[Arm64] SIMDIntrinsicGetItem contain mem op1
authorSteve MacLean <sdmaclea.qdt@qualcommdatacenter.com>
Wed, 29 Nov 2017 00:46:43 +0000 (19:46 -0500)
committerSteve MacLean <sdmaclea.qdt@qualcommdatacenter.com>
Fri, 8 Dec 2017 22:42:58 +0000 (17:42 -0500)
src/jit/codegenarm64.cpp
src/jit/lowerarmarch.cpp
src/jit/lsraarm64.cpp

index da9c7bf..e63d961 100644 (file)
@@ -4578,13 +4578,9 @@ void CodeGen::genSIMDIntrinsicGetItem(GenTreeSIMD* simdNode)

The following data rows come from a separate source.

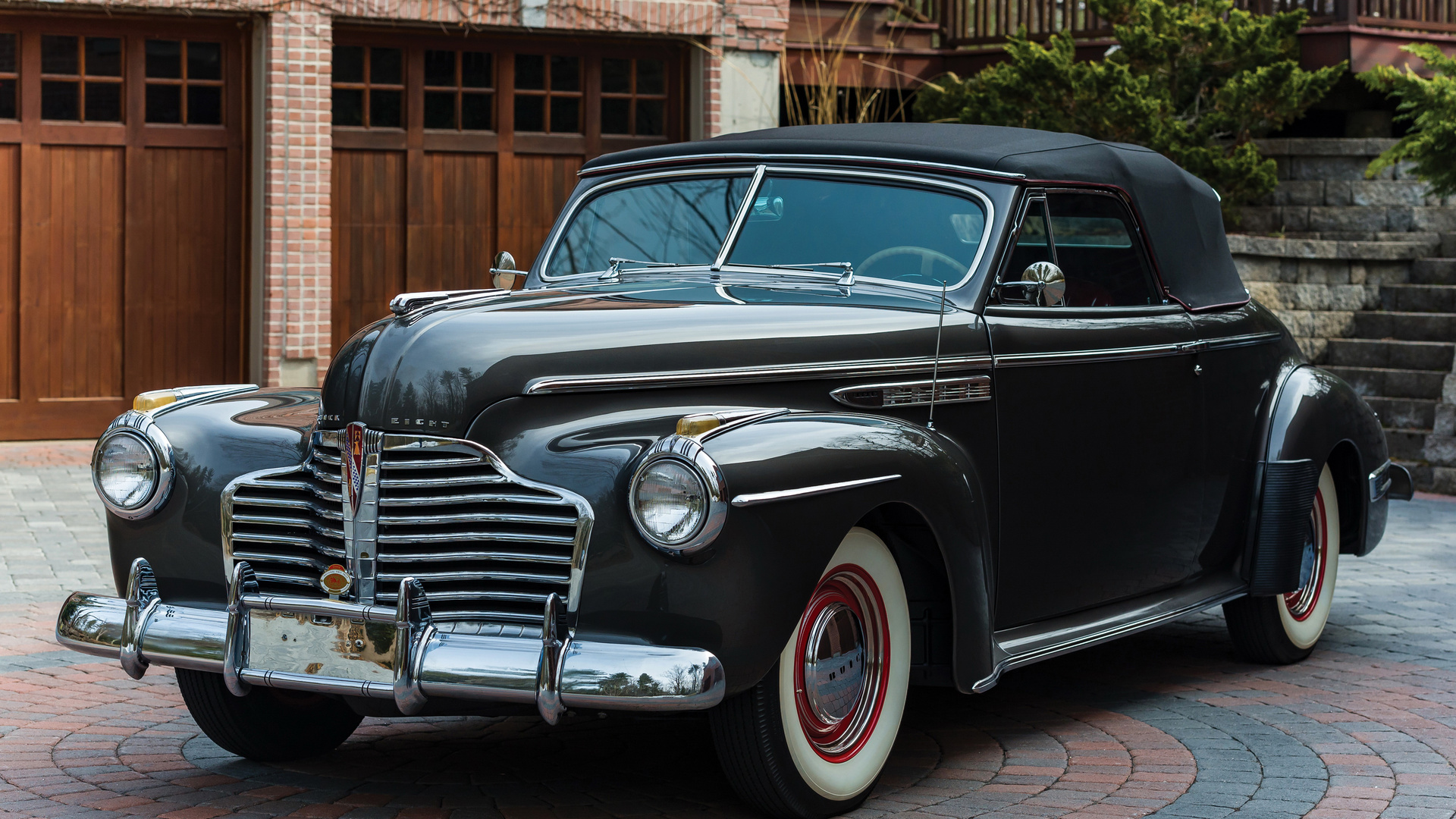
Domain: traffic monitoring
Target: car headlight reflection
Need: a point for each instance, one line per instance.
(677, 496)
(126, 471)
(670, 502)
(131, 468)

     // - the source of SIMD type (op1)
     // - the index of the value to be returned.
     genConsumeOperands(simdNode);
-    regNumber srcReg = op1->gtRegNum;
 
-    // TODO-ARM64-CQ Optimize SIMDIntrinsicGetItem
-    // Optimize the case of op1 is in memory and trying to access ith element.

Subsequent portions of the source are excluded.